A produção televisiva da sua “Celebração Dvorak”, em Praga, e a emissão do seu concerto dedicado à obra de Charles Ives, no Central Park, em Nova Iorque, ambas emitidas pela cadeia pública norte-americana PBS, deram-lhe, em 1994 e 1976, respetivamente, os prémios Emmy de Melhor Programa Cultural.
Entre as muitas distinções, Ozawa recebeu doutoramentos ‘honoris causa’ da Sorbonne e de Harvard, era membro honorário das filarmónicas de Viena e Berlim, da Ópera de Viena e da Sinfónica de Boston, recebeu ainda o Prémio Imperial da Associação de Arte do Japão e a Ordem da Cultura, uma das mais altas condecorações do seu país.
Em 2017, publicou “Música, só música”, um conjunto de seis conversas entre si e o escritor japonês Haruki Murakmi (Casa das Letras, Portugal, 2021), que aborda, entre outros temas, o poder da música e o seu impacto, transpondo fronteiras e barreiras sociais, a escuta e processos de descoberta e interpretação.

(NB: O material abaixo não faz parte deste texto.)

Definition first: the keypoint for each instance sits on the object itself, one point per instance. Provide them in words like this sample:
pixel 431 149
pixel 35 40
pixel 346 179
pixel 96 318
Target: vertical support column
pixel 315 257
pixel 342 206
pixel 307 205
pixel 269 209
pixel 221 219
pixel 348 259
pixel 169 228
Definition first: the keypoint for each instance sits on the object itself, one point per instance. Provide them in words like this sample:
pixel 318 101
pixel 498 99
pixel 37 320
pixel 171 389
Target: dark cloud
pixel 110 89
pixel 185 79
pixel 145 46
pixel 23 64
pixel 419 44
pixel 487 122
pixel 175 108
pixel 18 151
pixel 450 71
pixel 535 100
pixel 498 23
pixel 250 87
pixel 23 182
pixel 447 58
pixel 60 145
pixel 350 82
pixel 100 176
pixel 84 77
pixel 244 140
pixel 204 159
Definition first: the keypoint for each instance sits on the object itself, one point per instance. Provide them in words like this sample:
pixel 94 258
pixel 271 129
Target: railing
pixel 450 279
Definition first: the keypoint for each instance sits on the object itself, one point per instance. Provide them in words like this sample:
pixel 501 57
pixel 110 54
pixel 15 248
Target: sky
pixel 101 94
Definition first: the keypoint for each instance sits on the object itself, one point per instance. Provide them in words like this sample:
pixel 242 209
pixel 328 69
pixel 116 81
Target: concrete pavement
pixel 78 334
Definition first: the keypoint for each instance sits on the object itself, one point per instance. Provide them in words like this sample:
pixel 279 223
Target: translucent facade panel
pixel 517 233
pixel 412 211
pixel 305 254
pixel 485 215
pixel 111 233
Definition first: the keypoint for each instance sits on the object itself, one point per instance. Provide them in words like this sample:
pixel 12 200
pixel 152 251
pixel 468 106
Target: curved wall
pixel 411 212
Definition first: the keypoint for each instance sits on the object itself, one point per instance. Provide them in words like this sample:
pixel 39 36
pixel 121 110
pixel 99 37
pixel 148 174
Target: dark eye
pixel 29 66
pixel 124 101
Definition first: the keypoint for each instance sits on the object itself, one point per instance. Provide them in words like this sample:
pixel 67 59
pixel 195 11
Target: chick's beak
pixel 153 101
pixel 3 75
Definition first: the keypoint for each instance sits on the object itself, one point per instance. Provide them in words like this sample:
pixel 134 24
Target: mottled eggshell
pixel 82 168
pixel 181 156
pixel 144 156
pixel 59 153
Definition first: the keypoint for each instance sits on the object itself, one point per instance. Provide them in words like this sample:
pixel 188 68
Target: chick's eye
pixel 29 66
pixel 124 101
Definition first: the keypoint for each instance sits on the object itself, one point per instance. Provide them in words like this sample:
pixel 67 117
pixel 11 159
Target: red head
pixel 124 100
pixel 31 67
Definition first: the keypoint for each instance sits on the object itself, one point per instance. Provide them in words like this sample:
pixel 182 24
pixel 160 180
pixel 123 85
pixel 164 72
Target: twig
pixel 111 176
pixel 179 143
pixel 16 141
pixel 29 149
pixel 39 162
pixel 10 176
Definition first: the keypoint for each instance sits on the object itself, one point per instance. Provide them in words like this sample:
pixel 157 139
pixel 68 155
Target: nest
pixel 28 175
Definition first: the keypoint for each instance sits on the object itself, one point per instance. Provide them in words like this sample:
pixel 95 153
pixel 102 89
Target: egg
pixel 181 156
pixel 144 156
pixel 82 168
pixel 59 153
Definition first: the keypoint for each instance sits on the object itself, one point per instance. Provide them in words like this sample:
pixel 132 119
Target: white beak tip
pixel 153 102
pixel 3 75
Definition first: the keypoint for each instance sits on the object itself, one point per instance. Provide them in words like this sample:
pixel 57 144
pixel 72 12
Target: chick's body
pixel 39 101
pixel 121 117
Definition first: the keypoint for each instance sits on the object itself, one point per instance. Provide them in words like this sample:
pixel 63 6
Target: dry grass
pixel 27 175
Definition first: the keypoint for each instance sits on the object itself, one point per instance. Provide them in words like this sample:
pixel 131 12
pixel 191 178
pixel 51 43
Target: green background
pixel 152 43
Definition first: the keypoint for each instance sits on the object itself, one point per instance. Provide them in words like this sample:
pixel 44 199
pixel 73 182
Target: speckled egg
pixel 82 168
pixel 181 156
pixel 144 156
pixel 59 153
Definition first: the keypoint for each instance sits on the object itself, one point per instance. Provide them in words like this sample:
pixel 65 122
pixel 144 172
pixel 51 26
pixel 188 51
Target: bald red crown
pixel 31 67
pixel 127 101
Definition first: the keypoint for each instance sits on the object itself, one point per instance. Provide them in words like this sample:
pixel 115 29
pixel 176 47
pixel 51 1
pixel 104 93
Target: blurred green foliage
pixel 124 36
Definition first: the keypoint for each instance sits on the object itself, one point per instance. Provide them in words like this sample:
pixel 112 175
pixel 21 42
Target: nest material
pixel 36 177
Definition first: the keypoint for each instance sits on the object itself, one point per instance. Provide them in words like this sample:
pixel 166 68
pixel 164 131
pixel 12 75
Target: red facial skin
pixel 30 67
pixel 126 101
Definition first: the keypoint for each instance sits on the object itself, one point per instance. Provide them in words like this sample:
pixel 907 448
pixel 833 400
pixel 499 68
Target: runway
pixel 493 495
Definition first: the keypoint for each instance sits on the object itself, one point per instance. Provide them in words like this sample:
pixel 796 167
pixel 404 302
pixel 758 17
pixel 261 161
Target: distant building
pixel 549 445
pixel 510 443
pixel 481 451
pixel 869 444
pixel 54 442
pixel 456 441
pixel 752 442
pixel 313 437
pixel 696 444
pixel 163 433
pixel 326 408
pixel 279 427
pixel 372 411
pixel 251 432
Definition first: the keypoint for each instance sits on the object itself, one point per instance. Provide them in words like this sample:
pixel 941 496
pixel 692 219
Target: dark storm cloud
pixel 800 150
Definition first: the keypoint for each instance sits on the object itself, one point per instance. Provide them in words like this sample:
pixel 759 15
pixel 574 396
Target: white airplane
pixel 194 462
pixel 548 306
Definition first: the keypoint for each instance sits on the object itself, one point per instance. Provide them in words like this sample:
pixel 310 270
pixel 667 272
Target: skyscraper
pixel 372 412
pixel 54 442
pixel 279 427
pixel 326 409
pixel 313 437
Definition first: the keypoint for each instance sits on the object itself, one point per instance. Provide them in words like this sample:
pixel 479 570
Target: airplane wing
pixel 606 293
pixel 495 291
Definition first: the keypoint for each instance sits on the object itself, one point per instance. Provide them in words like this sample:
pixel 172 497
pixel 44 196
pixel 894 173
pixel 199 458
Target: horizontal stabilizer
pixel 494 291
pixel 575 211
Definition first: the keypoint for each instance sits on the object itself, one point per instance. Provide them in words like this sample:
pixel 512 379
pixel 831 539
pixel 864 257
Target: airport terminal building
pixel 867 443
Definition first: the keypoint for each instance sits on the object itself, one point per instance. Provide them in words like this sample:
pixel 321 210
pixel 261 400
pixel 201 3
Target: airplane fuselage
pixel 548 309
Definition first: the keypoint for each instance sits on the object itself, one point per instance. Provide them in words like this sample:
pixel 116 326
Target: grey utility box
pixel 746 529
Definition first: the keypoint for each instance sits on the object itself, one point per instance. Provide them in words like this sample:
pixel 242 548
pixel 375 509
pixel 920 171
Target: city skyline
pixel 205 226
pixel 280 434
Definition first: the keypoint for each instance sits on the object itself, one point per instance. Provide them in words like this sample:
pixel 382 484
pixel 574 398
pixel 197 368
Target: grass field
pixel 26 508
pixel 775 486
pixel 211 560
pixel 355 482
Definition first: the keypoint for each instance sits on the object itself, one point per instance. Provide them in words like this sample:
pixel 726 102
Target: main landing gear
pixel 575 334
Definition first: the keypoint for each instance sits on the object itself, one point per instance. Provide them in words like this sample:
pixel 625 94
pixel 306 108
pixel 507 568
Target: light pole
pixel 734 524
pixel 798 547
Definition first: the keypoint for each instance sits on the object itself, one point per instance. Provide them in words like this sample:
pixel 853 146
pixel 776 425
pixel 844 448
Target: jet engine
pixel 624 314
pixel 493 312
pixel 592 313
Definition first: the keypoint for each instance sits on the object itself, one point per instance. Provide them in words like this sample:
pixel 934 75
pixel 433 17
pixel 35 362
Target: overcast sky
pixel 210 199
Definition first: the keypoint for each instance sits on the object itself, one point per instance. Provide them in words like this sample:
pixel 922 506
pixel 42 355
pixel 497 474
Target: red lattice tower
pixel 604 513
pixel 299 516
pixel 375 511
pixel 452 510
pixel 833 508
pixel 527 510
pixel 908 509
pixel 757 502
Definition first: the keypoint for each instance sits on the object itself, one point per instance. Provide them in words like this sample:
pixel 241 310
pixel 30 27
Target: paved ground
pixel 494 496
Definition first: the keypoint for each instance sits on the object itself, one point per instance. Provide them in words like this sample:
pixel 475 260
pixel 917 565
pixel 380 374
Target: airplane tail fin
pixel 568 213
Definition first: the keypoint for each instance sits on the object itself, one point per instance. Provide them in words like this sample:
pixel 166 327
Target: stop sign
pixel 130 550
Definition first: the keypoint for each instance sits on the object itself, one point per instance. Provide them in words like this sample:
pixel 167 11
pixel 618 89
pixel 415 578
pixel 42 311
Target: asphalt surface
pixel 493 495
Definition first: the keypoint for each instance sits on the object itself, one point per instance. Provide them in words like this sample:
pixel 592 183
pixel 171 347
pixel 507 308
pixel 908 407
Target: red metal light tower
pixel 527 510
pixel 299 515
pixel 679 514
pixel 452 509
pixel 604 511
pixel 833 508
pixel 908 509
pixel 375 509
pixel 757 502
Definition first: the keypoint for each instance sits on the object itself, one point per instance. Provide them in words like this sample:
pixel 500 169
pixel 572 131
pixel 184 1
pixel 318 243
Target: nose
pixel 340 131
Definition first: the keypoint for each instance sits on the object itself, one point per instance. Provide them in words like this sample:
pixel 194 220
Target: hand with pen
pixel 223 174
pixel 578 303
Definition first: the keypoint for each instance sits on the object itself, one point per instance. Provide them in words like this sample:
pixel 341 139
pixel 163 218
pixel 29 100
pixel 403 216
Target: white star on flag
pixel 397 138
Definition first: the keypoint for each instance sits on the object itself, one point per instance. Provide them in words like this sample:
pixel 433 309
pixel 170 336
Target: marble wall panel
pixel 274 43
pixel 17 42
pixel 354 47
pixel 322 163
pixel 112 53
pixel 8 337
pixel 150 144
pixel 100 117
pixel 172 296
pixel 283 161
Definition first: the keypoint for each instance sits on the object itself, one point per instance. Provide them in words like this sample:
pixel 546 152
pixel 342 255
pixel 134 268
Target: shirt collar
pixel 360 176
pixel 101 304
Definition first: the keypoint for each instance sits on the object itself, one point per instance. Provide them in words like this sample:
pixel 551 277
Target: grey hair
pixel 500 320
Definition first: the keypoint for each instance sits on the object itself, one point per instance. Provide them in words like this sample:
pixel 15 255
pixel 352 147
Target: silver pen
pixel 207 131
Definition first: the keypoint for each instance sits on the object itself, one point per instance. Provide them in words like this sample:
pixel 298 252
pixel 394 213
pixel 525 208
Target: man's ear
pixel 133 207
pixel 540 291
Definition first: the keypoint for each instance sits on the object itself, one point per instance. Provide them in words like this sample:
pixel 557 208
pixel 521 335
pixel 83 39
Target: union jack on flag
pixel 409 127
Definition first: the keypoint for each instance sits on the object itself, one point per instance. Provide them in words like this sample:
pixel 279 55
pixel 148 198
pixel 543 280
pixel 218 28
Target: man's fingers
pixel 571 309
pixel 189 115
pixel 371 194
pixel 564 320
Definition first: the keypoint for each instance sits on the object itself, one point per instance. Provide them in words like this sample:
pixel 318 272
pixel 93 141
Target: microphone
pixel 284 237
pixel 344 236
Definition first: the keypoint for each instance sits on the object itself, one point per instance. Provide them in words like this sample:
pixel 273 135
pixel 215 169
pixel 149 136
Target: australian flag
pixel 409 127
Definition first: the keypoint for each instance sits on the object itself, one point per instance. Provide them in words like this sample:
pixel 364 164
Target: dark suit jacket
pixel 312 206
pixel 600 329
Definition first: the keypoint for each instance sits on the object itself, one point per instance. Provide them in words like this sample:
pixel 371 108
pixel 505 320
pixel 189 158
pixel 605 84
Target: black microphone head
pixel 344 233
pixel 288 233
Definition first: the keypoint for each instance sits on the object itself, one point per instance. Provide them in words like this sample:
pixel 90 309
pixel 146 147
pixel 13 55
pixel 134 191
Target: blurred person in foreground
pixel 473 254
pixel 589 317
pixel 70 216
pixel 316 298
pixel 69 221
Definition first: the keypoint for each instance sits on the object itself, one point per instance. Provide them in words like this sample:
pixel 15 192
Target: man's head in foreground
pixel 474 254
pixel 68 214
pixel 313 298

Uma das últimas atuações em público de Seiji Osawa aconteceu em dezembro de 2022, no Japão, quando dirigiu a Orquestra Saito Kinen na abertura “Egmont”, de Beethoven, para uma emissão partilhada com a Estação Espacial Internacional.
Era convicção de Seiji Ozawa de que “tocar uma nota errada é insignificante, mas indesculpável interpretar sem paixão.”